Mumcu, Başbakan Erdoğan'ı Bakanları'nı savunmakla da eleştirerek, kahya-ağa benzetmesi yaptı ve şöyle konuştu: "Kemal Unakıtan'ı savunuyor. Ağasının kahyasına sahip çıkmasında şaşıracak hiçbir şey yok. Çünkü Kemal ağabey aslında Sayın Başbakan'ın kahyasıdır. Devletin her şeyini emanet ettiği yedi emin pozisyonunda oturan kişi, milletin yediemini olması gerekirken kendini oraya oturtan kişinin kahyası olarak iş görüyor.
Daha önce başkaları için kurulan haram sofralarına iştahla oturdular, kalkmak bilmiyorlar. O sofralara oturmak istemeyenleri de türlü çeşitli oyunlarla ilzam etmeye çalışıyorlar. Korkutmaya çalışıyorlar. Sıra birilerine de gelecekmiş onların da damarlarından girecekmiş. Birileri kim, damardan girmek ne, soracağınız hesap ne? Bu güne kadar kimi hesap sordunuz. Sahte kabadayı pozlarına kim inanıyor. Bir yandan bir omzunuzu düşürüp konuşacaksınız imalı sözlerin arkasına saklanarak gözdağı vereceksiniz, İma korkakların dilidir. Ancak korkaklar imayla konuşurlar. Sayın Başbakan korkma açık konuş delikanlı gibi yap, açık konuş. Önce kendi hesabını ver, soracak hesabın varsa da buyur. İktidar elinde yargıya istediğini kadar baskı kurabiliyorsun" değerlendirmesini yaptı.
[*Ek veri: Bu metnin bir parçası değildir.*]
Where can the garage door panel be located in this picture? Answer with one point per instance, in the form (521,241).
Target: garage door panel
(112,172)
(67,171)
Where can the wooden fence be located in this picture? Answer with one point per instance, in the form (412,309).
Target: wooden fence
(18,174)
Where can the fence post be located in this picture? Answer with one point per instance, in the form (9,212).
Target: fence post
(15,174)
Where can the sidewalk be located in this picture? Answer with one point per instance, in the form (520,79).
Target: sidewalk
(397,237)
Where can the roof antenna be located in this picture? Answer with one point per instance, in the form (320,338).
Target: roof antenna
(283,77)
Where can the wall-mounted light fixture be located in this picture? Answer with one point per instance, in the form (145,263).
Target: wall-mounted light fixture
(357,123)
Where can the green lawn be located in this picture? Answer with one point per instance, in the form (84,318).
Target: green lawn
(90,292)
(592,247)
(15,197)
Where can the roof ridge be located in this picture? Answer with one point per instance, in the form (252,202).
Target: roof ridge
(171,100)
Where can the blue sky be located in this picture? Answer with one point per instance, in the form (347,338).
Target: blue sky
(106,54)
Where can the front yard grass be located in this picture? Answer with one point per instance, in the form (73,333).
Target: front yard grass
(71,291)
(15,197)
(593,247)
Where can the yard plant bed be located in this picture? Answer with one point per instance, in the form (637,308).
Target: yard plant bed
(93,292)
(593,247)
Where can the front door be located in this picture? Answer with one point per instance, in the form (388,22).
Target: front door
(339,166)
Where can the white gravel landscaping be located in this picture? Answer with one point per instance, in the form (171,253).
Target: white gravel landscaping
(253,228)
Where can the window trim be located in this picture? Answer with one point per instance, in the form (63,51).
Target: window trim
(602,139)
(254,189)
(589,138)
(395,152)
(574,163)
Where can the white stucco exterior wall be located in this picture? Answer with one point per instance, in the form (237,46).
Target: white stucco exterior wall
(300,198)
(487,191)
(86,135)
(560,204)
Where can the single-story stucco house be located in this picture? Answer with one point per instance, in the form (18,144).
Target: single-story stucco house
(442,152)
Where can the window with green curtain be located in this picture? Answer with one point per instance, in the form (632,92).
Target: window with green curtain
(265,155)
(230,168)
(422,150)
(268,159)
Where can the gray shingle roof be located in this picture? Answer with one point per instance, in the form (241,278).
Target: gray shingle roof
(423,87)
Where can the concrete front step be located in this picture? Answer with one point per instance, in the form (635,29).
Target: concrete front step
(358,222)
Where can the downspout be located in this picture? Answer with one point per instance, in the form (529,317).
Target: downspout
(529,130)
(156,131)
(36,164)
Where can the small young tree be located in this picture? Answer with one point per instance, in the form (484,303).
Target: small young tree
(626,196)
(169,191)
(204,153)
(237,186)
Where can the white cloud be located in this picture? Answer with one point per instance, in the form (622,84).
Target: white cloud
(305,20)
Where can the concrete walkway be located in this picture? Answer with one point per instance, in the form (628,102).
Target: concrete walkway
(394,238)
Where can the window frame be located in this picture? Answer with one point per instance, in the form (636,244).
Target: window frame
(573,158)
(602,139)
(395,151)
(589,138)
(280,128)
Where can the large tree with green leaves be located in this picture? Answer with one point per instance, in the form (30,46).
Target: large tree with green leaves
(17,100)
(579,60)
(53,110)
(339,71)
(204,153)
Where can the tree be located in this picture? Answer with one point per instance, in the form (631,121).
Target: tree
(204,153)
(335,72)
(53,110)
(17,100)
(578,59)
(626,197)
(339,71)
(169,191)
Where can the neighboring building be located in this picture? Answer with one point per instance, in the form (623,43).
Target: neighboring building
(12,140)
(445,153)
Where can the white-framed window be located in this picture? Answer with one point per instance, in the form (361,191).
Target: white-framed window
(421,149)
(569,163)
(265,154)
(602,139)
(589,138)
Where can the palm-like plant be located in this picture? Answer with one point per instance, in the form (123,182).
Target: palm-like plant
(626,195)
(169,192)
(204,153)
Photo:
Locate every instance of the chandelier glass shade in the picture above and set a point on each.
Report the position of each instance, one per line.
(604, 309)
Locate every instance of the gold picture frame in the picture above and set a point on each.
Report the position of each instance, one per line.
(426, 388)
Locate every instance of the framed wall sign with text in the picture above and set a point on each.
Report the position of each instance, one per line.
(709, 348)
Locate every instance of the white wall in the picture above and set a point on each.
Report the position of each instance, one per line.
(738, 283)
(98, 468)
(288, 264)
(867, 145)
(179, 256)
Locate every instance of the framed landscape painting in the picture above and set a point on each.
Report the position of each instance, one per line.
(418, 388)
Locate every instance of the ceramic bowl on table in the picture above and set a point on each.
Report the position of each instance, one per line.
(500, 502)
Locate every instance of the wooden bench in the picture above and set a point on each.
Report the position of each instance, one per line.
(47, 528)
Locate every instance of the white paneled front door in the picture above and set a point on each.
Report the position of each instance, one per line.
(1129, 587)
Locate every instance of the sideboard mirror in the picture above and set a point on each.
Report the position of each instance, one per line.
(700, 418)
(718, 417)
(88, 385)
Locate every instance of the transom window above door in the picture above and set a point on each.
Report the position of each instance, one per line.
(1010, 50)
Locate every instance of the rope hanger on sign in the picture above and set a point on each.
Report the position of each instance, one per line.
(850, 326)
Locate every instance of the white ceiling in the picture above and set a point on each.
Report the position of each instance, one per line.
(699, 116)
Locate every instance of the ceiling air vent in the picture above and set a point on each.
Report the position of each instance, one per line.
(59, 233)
Mumcu, Başbakan'ın kendisini korkutmaya çalıştığını kaydederek, "Beni korkutamazsın. Yolumuza değiştirecek değiliz. Siz hangi damardan girdiniz, sizin damarınıza girdiler. Önce siz hesap verin. Siz kimseden hesap soramazsınız. Siz Türkiye'de hiçbir şeyi değiştiremezsiniz. Çünkü herhangi bir şeyi değiştirmek için cesaret, kararlılık lazım.
Siz masumiyetinizi yitirdiniz. Mümkün değil kimseden hesap soramazsınız. Biran önce bu işi bırakın. Bu işi yapacaklara bırakın" ifadelerini kullandı.
Hükümetin sosyal güvenlik reformu adı altında 3 kurumu bir araya getirmeyi anladığını belirten Mumcu, "3 sakat kurumu bir araya getirmeyi bir çözüm olarak getiriyor. 3 yanlıştan bir doğru çıkacak. Bunların çözüm anlayışı bu. Hiçbir şey bilmiyorlar. Kalıbımı basarım. 3 yıllık iktidardalar iktidarlarının anayasa değiştirecek gücü var sosyal güvenlik adına yaptıkları tek bir adım yok. Bu arada sosyal güvenlik açıklarına ödenen para 47 katrilyon lira. 3 kurumu birleştiriyorlar. Yanlış. Doğrusunu ben söyleyeyim, siz yapın. Şerefi size ait olsun, ama hiç olmazsa memleket bir beladan kurtulsun. Biran önce ücretten kesilen vergilerin stopaj yoluyla kesilmesinden vazgeçin. Gelir vergileri beyan yoluyla alınsın" dedi.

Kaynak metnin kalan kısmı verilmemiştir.